В глазах Сервантеса Дон Кихот – человек, пренебрегающий своим долгом. Однако его сумасбродство идет вразрез с ценностями христианского цивилизованного общества пока еще не столь радикально. Иллюзия здесь весьма зрелищна, но эффекты ее безвредны. Можно сказать – и никакого парадокса тут нет, – что из всех персонажей романа Дон Кихот – самый нормальный. По мере приближения медиатора заблуждение становится все навязчивей, а последствия – все серьезней. Если мы еще сомневаемся, то из‐за инстинктивной симпатии ко всему блеклому, посредственному, даже гнусному и омерзительному, – по крайней мере, в том смысле, что делаем это все критериями истины. Связанное с обострением медиации иррациональное, но красноречивое предпочтение заставляет нас считать подполье «реальней» и «подлинней» всего того, что в раннем романтизме было «прекрасным» и «утонченным». В своей «Любви в западном мире» Дени де Ружмон описал эту удивительную симпатию так: «Все самое низкое кажется нам самым подлинным – вот суеверие нашей эпохи». Быть реалистом по сути значит всегда склонять весы возможного к худшему. Но реалист заблуждается еще пуще идеалиста. Когда «хрустальный дворец» оборачивается бесовским мороком, торжествует отнюдь не истина, а заблуждение.
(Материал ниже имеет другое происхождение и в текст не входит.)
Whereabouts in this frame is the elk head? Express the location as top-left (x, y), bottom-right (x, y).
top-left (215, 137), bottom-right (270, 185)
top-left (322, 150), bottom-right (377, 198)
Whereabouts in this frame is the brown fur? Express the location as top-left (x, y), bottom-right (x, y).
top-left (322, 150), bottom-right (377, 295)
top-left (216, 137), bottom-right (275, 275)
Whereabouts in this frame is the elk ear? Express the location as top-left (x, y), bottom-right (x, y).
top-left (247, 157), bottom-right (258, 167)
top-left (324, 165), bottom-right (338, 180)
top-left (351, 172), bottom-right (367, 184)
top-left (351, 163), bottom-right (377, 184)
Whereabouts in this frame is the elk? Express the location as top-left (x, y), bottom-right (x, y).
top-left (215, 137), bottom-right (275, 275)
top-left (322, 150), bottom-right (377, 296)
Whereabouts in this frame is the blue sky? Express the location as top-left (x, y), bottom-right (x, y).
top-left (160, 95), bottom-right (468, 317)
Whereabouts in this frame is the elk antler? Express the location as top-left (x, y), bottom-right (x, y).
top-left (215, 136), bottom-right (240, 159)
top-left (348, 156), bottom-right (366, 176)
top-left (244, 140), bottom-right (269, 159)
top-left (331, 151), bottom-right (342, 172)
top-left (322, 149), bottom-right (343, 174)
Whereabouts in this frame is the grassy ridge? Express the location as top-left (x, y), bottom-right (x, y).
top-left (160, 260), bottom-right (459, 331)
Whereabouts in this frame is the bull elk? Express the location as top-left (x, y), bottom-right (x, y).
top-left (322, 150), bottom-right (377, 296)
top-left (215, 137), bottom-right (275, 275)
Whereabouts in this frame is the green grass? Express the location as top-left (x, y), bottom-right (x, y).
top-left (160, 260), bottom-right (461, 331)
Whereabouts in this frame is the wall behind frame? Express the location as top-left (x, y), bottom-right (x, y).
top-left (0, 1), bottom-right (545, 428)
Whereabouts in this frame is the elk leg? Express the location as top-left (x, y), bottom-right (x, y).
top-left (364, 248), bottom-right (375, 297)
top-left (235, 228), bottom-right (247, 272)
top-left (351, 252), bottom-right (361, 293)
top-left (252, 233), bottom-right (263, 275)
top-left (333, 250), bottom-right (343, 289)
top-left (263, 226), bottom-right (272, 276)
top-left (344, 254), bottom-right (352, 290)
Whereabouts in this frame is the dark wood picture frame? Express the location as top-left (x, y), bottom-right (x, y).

Романический гений возносится над порожденными метафизическим желанием оппозициями и стремится показать их иллюзорность. Он преодолевает соперничающие между собою пародии на Добро и на Зло, которые нам подсовывает та или иная фракция. В царстве внутренней медиации он утверждает тождество противоположностей. Но все не кончается моральным релятивизмом. Зло существует. Что подпольный человек мучает юную проститутку – не плод чьего-то воображения. Страдания Вентейль тоже реальны – и даже более чем. Зло существует: это само метафизическое желание – извращенная трансцендентность, которая насилует человека, разделяет вместо того, чтобы соединять, и соединяет вместо того, чтобы разделять. Зло – это всеотрицающая сделка с ненавистью, которой столь многие рьяно придерживаются ради того, чтоб растоптать друг друга.
Глава IXМиры Пруста
Мир Комбре – очень камерный. Ребенок живет тут в тени родителей и семейных святынь в том же уютном довольстве, что и средневековая деревня в тени своей колокольни. Цельность Комбре – прежде всего духовная, и потом только географическая. Комбре – это своего рода восприятие мира, общее для всех членов семьи. Для реальности здесь заведен особый порядок, и за его пределы она не выходит. Центральный символ Комбре – это волшебный фонарь, чьи образы принимают форму вещей, на которые их проецируют, и равнодушно возвращаются к нам стенами комнаты, абажуром или дверными ручками.